AI needs, if anything, even more programmatic ways to get at that data.
Not a good look for OpenAI. Shows a lack of confidence in their internal prospects to push the needle if they’re already considering inorganic growth alternatives.
I wonder how much money OpenAI dangled in front of Rockset C-level execs and board to agree to acquisition. Seems company was founded in 2016 (8 years ago) [1]
With investment from vulture capitalists to the tune of $117M. [2] I would assume they want a sizeable return on investment, so maybe a $250-350M cash deal?
Doesn’t seem like this would be a unicorn, but it’s a payoff. Certainly will cover the losses from a few bad investments.
It's not really classic. There are many different kinds of exits, this one is pretty uncommon in my experience, especially for a company that's been around as long as it has and with the customers they have.

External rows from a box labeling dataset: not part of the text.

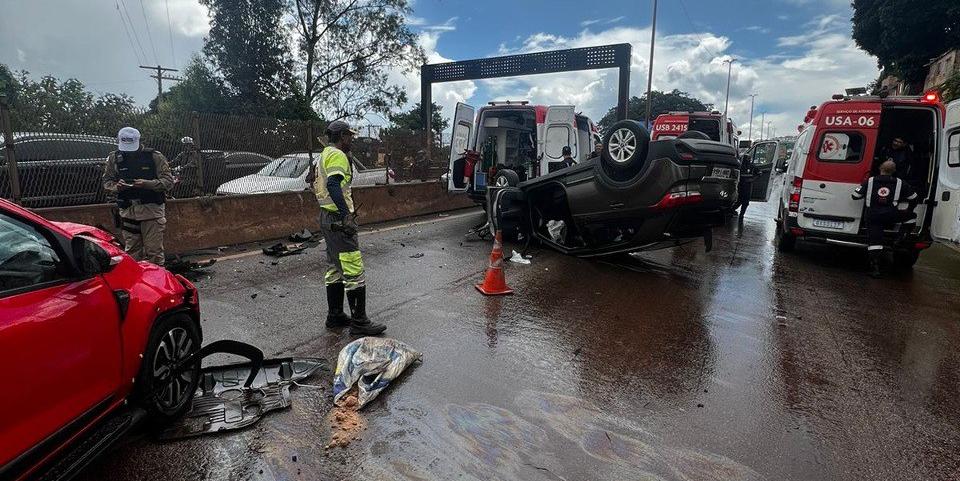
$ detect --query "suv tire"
[600,120,650,172]
[134,313,201,423]
[777,212,797,252]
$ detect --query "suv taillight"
[787,177,803,212]
[653,191,703,210]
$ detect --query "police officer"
[313,120,387,336]
[103,127,173,266]
[852,160,917,278]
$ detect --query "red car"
[0,200,201,479]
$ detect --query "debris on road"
[263,242,307,257]
[333,337,423,410]
[510,251,530,265]
[287,229,320,242]
[324,387,367,449]
[164,255,217,274]
[160,340,329,440]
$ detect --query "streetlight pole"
[647,0,657,129]
[723,58,737,118]
[747,94,757,143]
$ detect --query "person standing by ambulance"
[103,127,174,266]
[313,120,387,336]
[851,160,917,278]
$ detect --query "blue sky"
[0,0,877,137]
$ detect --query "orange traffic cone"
[476,230,513,296]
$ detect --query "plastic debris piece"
[333,337,423,409]
[510,251,530,265]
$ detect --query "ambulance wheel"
[493,169,520,187]
[777,213,797,252]
[893,249,920,271]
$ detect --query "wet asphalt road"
[82,195,960,480]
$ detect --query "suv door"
[447,102,477,192]
[0,213,121,472]
[750,142,777,202]
[930,100,960,242]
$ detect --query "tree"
[163,55,235,113]
[852,0,960,83]
[598,89,713,130]
[200,0,293,115]
[288,0,425,121]
[389,102,450,136]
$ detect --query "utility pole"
[140,65,183,108]
[723,58,737,118]
[760,112,767,140]
[647,0,657,129]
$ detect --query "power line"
[114,2,143,62]
[163,0,177,64]
[140,0,160,63]
[140,65,183,104]
[120,0,147,62]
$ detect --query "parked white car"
[217,152,387,195]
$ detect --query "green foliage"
[852,0,960,83]
[0,65,142,137]
[597,89,713,130]
[194,0,293,115]
[939,72,960,103]
[291,0,426,120]
[389,102,450,136]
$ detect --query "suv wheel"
[600,120,650,171]
[136,314,200,421]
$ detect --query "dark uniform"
[103,126,174,266]
[852,175,917,253]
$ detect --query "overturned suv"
[487,120,740,257]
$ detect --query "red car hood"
[52,222,114,243]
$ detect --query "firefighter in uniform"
[313,120,387,336]
[852,160,917,278]
[103,127,174,266]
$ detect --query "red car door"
[0,210,121,477]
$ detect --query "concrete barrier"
[35,182,473,254]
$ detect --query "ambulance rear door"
[447,103,477,192]
[540,105,579,175]
[930,100,960,242]
[797,102,881,234]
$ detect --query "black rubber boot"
[869,250,883,279]
[326,282,350,327]
[347,286,387,336]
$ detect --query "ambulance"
[776,92,960,268]
[650,110,740,148]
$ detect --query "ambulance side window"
[947,132,960,167]
[817,132,866,163]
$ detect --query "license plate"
[813,219,846,230]
[710,167,731,179]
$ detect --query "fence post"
[0,95,20,204]
[190,112,207,197]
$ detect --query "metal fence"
[0,99,449,207]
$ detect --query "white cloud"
[146,0,210,38]
[408,15,877,141]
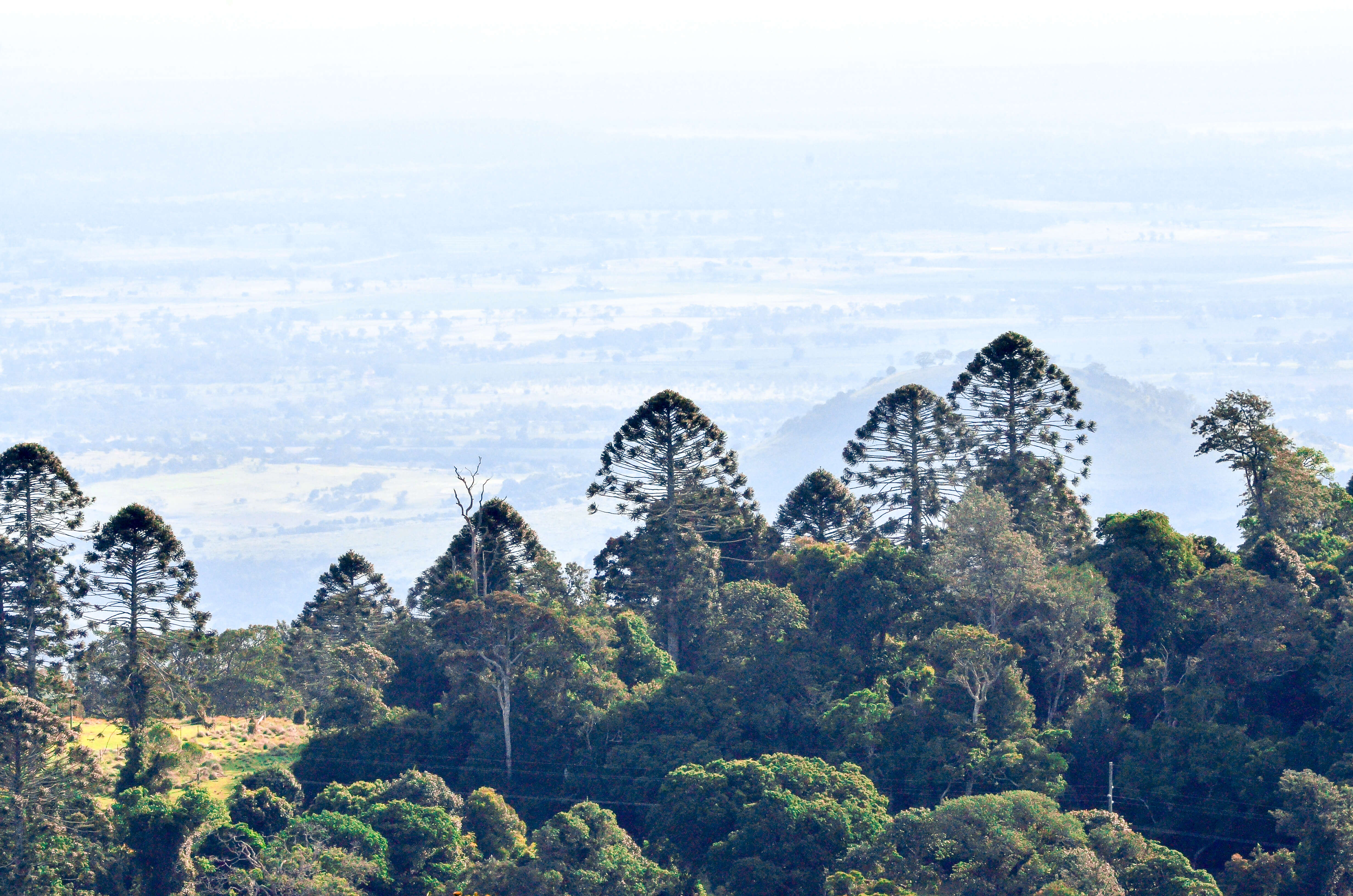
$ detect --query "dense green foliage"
[18,333,1353,896]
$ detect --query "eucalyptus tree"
[842,383,973,548]
[0,443,92,698]
[949,333,1095,551]
[79,503,208,790]
[587,388,755,531]
[1191,391,1299,533]
[775,468,874,547]
[433,592,560,777]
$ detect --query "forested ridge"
[0,333,1353,896]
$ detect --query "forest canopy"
[0,333,1353,896]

More happily FoundationDB was later released as open source and is successfully used by many companies beyond Apple. Snowflake is a prominent example. [0]
yes, this does happen, but when someone says "classic" it kind of implies "common" - this isn't a common outcome. I am directly affected by this one, so, trust me, I know, it sucks.

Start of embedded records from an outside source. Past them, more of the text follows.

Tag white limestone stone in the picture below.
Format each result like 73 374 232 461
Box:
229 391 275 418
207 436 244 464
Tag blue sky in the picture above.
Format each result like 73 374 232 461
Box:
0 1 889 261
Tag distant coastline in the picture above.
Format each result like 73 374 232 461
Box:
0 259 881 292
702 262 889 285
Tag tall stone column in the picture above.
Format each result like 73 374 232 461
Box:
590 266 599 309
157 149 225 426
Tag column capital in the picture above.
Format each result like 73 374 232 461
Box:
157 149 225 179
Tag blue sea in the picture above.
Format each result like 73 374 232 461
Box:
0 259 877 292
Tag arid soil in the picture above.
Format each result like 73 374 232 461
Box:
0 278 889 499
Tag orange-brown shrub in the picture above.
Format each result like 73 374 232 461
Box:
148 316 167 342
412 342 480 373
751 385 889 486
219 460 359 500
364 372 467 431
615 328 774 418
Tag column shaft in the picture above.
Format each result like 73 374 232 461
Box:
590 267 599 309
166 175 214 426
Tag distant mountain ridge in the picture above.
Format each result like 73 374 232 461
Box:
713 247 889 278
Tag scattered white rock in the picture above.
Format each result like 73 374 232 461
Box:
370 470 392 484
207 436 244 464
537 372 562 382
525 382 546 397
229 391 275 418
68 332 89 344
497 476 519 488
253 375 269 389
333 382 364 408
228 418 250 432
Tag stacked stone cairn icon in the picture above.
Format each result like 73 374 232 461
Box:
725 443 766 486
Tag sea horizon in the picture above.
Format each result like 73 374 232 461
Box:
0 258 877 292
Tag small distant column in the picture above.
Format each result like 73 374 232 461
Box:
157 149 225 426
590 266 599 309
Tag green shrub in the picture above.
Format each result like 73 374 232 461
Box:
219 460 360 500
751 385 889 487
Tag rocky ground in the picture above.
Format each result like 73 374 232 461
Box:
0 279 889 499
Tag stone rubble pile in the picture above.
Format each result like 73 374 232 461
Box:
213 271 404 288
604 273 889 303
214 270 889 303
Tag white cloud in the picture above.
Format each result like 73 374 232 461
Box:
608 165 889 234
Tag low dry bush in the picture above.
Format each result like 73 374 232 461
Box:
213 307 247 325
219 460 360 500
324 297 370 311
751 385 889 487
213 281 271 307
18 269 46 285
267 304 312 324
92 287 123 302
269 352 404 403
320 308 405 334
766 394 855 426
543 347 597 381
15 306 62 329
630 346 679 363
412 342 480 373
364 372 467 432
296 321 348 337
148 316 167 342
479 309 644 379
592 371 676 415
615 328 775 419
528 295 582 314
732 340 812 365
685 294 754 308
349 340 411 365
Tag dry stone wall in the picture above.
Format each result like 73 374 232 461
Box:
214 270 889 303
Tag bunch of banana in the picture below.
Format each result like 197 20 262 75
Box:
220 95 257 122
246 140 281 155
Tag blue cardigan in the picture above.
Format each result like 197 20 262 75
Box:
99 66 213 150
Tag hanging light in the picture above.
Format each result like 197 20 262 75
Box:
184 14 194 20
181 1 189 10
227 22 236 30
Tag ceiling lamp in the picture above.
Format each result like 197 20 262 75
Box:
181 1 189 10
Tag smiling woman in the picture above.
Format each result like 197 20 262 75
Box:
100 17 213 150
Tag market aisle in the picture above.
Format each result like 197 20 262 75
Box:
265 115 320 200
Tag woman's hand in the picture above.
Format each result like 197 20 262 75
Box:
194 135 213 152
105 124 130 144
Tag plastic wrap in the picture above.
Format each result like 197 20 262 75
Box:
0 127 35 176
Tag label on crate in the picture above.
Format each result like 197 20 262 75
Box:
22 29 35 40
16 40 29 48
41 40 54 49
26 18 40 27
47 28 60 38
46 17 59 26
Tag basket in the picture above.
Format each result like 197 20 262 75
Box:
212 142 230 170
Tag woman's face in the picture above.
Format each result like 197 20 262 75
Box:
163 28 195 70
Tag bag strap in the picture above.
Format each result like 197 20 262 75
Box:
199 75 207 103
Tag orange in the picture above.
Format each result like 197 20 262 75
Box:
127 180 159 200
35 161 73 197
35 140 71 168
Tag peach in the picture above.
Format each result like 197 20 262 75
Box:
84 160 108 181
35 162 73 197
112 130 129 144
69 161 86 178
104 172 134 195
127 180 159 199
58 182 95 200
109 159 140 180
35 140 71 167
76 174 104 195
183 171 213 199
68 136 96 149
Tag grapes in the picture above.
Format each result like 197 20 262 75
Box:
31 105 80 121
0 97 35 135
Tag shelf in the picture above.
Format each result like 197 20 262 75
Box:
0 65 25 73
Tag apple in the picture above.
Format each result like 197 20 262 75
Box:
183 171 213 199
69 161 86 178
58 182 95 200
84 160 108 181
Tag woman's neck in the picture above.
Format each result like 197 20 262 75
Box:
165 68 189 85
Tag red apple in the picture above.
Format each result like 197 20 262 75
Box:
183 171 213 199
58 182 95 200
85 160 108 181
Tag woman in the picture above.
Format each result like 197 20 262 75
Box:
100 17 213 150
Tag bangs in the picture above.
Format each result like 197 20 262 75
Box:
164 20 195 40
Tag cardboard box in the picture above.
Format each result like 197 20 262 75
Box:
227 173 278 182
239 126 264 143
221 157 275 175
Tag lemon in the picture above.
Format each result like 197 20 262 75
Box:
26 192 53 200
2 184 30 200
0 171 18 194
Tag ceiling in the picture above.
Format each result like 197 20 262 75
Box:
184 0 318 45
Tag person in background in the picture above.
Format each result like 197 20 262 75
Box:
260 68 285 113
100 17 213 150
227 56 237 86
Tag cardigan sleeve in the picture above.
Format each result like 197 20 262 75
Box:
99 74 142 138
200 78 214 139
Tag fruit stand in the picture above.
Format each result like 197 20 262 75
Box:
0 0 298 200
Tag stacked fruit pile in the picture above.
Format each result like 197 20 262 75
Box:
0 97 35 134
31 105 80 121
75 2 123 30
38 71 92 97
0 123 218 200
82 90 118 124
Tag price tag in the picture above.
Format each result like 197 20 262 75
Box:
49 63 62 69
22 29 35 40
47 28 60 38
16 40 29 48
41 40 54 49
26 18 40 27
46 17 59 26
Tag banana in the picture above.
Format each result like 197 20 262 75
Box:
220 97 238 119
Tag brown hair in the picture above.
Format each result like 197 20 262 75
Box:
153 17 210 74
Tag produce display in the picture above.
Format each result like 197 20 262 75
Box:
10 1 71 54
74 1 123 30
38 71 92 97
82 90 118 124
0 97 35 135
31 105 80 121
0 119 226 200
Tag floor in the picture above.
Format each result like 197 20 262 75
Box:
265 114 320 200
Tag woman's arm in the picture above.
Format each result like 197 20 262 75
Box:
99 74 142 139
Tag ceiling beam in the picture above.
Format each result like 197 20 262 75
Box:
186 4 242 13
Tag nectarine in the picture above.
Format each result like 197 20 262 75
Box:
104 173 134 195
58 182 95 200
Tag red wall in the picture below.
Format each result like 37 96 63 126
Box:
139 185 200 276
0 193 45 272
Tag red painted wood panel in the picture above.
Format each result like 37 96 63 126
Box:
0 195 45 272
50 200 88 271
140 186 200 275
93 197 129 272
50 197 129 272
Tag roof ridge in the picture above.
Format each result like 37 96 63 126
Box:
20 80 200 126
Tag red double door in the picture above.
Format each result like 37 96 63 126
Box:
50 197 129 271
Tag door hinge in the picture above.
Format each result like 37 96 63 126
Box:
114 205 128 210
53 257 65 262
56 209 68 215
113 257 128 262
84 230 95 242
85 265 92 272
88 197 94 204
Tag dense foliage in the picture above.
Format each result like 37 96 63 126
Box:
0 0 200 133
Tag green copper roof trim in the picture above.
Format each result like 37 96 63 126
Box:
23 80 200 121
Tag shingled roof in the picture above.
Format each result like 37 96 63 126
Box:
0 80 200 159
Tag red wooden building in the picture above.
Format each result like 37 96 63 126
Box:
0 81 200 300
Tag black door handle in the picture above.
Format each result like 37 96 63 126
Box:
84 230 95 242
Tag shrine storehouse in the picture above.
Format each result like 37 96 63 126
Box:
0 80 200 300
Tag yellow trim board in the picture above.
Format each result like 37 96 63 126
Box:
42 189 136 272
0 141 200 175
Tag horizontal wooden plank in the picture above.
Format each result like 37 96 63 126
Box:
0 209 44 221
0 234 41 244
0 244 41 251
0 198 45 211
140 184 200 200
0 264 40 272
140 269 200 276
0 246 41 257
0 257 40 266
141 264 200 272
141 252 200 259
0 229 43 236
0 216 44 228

Yes this is true. I had same experience at a period when I had no option than to go hire a hacker online to get it fixed in 2 days. Good enough i met a professional that got the job well done. These hackers are best with quality services. Spyrecovery36 ( gm ail ) co m . I have been using them and recommended to friends as well.
Why so?
At the end of the day its all business and talking about ethics
That way most of the productivity or developer SaaS acquisitions would not happen since they are done by FANG only
Why so?
At the end of the day its all business and talking about ethics
That way most of the productivity or developer SaaS acquisitions would not happen since they are done by FANG only
I can think of two options
- Pure acqui-hire: virtually all of Rockset engineering leadership is ex-Meta, and OpenAI has been hiring several senior infra engineers from Meta, so these are all people that have worked together previously.
- OpenAI is building some product where customers can ingest large amounts of data, which could be managed by the Rockset infrastructure as source of truth, and then indexed by their RAG systems.